Daisy dreams of becoming an accountant for an NGO after she completes her studies at Kyambogo University. Last born of four children in her family, she is the only one to have gone onto secondary school and now University.

Early in her primary school, her director recognized her potential and granted her half bursary with a promise of the other half if she did well. With only her elderly grandmother to support her, Daisy worked hard to succeed in her studies and was granted the full bursary. The director then brought her to St. Janon secondary school to complete her S4-S6 years. Even though she faced a five kilometer walk to and from school each day, Daisy continued to excel.

When asked what she liked the most about her time at St. Janon, Daisy’s face lit up as she responded,

“I like the teachers better than the subjects. The subjects I managed well but my teachers were so good. They gave me opportunities and I was friends with many of them. My favorite subjects were Economics and Physics.”

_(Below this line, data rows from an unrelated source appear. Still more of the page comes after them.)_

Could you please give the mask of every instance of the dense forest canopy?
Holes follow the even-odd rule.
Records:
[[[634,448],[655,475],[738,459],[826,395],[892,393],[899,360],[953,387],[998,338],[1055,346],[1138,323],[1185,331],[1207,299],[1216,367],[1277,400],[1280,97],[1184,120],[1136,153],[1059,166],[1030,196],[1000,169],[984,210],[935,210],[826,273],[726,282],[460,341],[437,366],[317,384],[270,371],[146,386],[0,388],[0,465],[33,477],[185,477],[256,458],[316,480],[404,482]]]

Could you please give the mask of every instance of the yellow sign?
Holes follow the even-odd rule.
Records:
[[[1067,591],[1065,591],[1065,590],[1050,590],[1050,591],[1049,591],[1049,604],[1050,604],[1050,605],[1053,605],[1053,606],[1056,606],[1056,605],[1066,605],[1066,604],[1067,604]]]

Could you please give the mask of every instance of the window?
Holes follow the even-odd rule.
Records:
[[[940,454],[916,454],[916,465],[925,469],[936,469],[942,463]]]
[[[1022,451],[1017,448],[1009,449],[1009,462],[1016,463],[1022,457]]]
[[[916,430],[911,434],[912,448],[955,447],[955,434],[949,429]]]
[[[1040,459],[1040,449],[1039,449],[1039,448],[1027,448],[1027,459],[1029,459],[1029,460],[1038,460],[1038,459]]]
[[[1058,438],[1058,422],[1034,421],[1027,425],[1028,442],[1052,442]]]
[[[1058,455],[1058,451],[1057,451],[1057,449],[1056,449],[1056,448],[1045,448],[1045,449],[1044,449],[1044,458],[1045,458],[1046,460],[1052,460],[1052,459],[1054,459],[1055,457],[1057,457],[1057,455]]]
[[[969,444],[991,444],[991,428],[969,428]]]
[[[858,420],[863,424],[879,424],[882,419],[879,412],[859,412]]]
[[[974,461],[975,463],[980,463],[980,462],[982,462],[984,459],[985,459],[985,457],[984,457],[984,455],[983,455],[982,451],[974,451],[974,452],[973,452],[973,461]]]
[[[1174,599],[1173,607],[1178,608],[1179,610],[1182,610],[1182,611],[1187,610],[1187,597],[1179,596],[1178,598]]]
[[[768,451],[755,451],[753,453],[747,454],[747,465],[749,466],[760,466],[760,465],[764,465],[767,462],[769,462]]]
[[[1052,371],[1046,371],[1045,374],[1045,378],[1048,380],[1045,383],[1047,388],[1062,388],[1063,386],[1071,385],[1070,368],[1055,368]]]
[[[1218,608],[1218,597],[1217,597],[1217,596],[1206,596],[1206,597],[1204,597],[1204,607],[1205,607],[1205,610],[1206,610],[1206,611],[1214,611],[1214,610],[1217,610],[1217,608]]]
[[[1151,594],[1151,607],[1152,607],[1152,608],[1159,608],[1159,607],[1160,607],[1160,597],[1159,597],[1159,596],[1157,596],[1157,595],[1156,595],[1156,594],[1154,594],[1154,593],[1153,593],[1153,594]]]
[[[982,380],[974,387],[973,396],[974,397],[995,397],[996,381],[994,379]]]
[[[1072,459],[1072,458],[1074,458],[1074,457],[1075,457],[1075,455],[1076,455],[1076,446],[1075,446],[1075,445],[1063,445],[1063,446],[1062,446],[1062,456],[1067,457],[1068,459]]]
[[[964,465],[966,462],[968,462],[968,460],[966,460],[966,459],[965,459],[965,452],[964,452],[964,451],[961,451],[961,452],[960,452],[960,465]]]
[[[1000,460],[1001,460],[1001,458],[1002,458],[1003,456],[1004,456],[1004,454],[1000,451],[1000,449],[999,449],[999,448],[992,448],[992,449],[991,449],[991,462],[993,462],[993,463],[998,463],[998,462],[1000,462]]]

Daisy is now in her 2nd second semester of her second year at Kyambogo University carrying five course units per semester. While Daisy was granted a bursary for her success at St. Janon, it is not enough to cover the additional fees at university such as accommodations and food. To supplement her bursary, Daisy supports herself as a bursar assistant at the Rainbow International School. She is focusing on accounting and hopes to be an accountant after she graduates.

When asked what she would tell her own children one day about the importance of going to school, Daisy replied:

“This is a developing country. You cannot be uneducated and stay in this country. Those people you see in the streets, those beggars, those that stay in the villages, they are not educated. If you want your life to be easy in this world, you have to be educated. There are lots of opportunities if you are educated.”

Mary Solome Nakaluma, 20

Mary, 20, is from Buloba. She is one of eight. She was raised by her father and stepmother after her mom passed away when she was only three years old. She received some of the highest scores at her primary school and received a sponsorship from a Ugandan woman to go to PEAS from S4 to S6 because of her excellent grades and the affordable fees.

“Onwards and Upwards was a great school for me. It was more affordable than the other schools in the area. My favorite subject was African and European History. I also liked the school so much because the teachers were great.

They allowed us to be very open and free and would listen to what you were saying.

"They never treated us badly. I am so thankful they secured a bursary for my University education. PEAS provided me with everything I needed.”

Mary excelled at Onwards and Upwards and was awarded a bursary for her University education. She is currently in the 2nd semester of her first year. On University life she stated:

“I am really enjoying my courses. I am focusing on education with the hopes of pursuing a Master’s degree if I am able to afford it. I like my teachers very much and the work is manageable. I am excited to get a paying job when I graduate. Education is so important because without it, you are not as important and you need to make money to survive. If I were to get married and not be educated, my husband would look down on me, whereas, if I am educated, you are treated with more respect.

"I will teach my kids how important it is to get your education.”

Mary remains actively involved with the Onwards and Upwards school. She goes back to help teach and guide the S6 students.